The use of textile moulds plays a central role in this shift. Unlike rigid moulds that enforce consistency, these flexible structures introduce instability. They stretch, tilt, and respond to gravity, meaning that no two casts behave in exactly the same way. The mould is no longer a neutral tool. It becomes an active participant, shaping outcomes alongside the material itself.
What is interesting here is how this redistribution of control affects authorship. The work resists the idea of the designer as sole decision-maker. Instead, it suggests a more distributed process, where intention, material behaviour, and circumstance intersect. The final form is not fully authored, but co-produced.

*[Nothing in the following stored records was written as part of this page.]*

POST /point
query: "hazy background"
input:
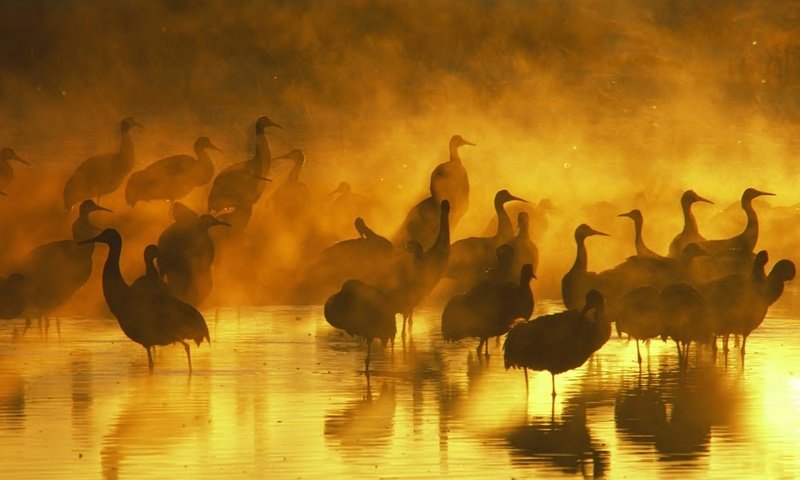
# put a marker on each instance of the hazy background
(578, 101)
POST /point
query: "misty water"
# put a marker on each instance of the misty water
(281, 394)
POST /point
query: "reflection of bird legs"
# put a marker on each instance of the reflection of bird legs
(188, 355)
(149, 360)
(366, 360)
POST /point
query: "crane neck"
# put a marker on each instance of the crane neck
(442, 243)
(204, 167)
(750, 232)
(82, 229)
(641, 249)
(505, 231)
(113, 284)
(126, 151)
(689, 221)
(294, 173)
(261, 160)
(581, 256)
(454, 157)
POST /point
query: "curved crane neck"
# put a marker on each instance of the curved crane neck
(454, 155)
(114, 286)
(581, 257)
(82, 229)
(442, 243)
(750, 232)
(204, 167)
(126, 151)
(505, 230)
(641, 249)
(261, 160)
(689, 221)
(294, 173)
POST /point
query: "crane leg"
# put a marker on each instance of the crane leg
(744, 344)
(188, 355)
(638, 354)
(366, 360)
(149, 359)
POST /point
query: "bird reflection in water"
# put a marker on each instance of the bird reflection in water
(566, 443)
(674, 410)
(366, 424)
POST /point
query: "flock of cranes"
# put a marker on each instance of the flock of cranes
(702, 289)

There is also a subtle tension between fragility and presence. Porcelain, often associated with refinement and precision, is allowed to show its more unstable qualities. Surfaces are not perfected or corrected. What would typically be considered flaws, irregularities, distortions, traces of process, are left visible. Rather than diminishing the work, these elements become its defining language.
In this sense, the project shifts attention away from the finished object and towards the act of making itself. What is usually hidden in the workshop, the so-called “dirt” of the process, is brought forward. The work does not attempt to conceal how it was made. It insists on it.
Ultimately, The Wonders and Wanders of Matter is less about producing objects and more about rethinking the relationship between maker and material. By relinquishing a degree of control, Stelmachowska opens up space for something less predictable, but more responsive. The work does not simply reflect an idea. It emerges through a process of listening, where porcelain is no longer passive, but active in its own becoming.